Flexible Learner Inheritance Idea

Ezno · February 13, 2023, 9:10pm

I am experimenting with creating the most flexible Learner possible with everything being callbacks. I am a few weeks behind, so I apologize if this is covered in the next few weeks! I think the challenge with having the most flexible learner possible with everything as callbacks is that when you go to create a new Learner subclassing can be challenging.

Jeremy showed an approach using setattr to look for callbacks if methods did not exist and defining methods during subclassing. I have been taking a different approach (minimal ex. shown below). I think solves the issue largely, but please let me know what I am missing!

In the code below notice how the init signature is updated on NewLearner. Thoughts?

In the example above, I can add any callbacks by defining the subclass_method method. As long as I use the class decorator that updates the __init__ method with the new arguments the init signature is updated as well. By doing this I can have a Learner with everything as very flexible callbacks, and subclass by defining logic and adding any callbacks needed in the subclass_method function.

jeremy · February 14, 2023, 6:00am

It would be great to try creating the same CBs as in the course and see if you can make all the notebooks work – see whether you feel like the experience is better or worse than what’s there now. I find it hard to guess whether it works better in practice until I try using an API for a while

Ezno · February 14, 2023, 12:19pm

I am building it all into GitHub - Isaac-Flath/isaacai with the intent to build the whole library with this approach (assuming it continues to pan out).

I have not built a ton yet and it’s lagging behind the course, but once I get a wider variety of callbacks built I’ll write a blog post or something to share how it turned out.

Ezno · February 15, 2023, 7:58pm

While I’m going through this I’ll document interesting findings/complications here, in case useful to others. This one sure taught me something about how inheritance works in python that I found very surprising!

During inheritance, the __init__ method of the child class is a reference and not a copy of the parent classes __init__. What this means is the approach above not only updates the init signature of the new child class, but also updates the parent class at the same time (not ideal)!

To get around this I need to do a deepcopy of the function, though I also learned copy.deepcopy does not work on function. The code below create a copy of the function, and so makes the whole thing work without changing the parent class inadvertently.

def copy_func(f):
    """Based on http://stackoverflow.com/a/6528148/190597 (Glenn Maynard)"""
    g = types.FunctionType(f.__code__, f.__globals__, name=f.__name__,
                           argdefs=f.__defaults__,
                           closure=f.__closure__)
    g = functools.update_wrapper(g, f)
    g.__kwdefaults__ = f.__kwdefaults__
    return g

def init_delegates(learner,method='subclassing_method'):
    learner.__init__ = fc.delegates(getattr(learner,method))(copy_func(learner.__init__))
    return learner

jeremy · February 16, 2023, 4:17am

FYI copy_func is part of fastcore.

Ezno · February 20, 2023, 3:07am

I’ve ended up going a different route. The issue with the route I was previously using can get really messy with multiple layers of abstractions. I don’t want a system where adding abstractions makes things harder, so I came up with another approach.
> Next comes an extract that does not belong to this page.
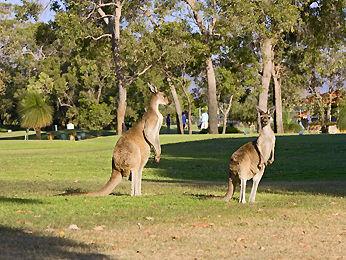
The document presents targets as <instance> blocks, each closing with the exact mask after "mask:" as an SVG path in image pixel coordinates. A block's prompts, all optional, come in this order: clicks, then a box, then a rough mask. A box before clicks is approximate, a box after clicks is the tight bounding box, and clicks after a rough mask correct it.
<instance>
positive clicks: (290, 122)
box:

Instead of focusing on the trainer, I am focusing callbacks. This works by adding a recursive function call when I add a callback, to add any callbacks in the callbacks attribute of that callback. Here’s a minimal example of a class I can pass to my Learner that will add 5 callbacks.

class CoreCBs:
    def __init__(self,device=def_device,module_filter=fc.noop,**metrics):
        self.callbacks = [DeviceCB(device=device),
                          BasicTrainCB(),
                          MetricsCB(**metrics),
                          ProgressCB(),
                          ActivationStatsCB(module_filter)]

In this example the CoreCBs class just adds the 5 callbacks, but it’s not actually a callback itself (no callback method such as before_batch), but it could if I had some functionality that should be added based on this particular combination of callback. In addition, each of the callbacks added could have their own callbacks attributes that would also be added to the Learner callbacks as well if/when I need deeper abstractions.

I can also subclass the Learner by creating a callbacks attribute there, but only plan to do 1 subclass down and not go deeper. The init method appends to the callbacks attribute and doesn’t overwrite it - the base class just starts with an empty list. Ideally all the bulk of the abstractions happens by grouping the callbacks together as opposed to subclassing learners.

I have other ideas for how to make this better - but don’t want to complicate it unless I need to so am going to see how far this takes me first. We will see how it turns out!

Ezno · February 28, 2023, 12:32am

I’ve created a little diagram to demonstrate how pytorch stuff is combined in the Trainer, and then the trainer executes callbacks. I plan to use this to help document and explain how the library works. Figured I’d share here in case others find it useful.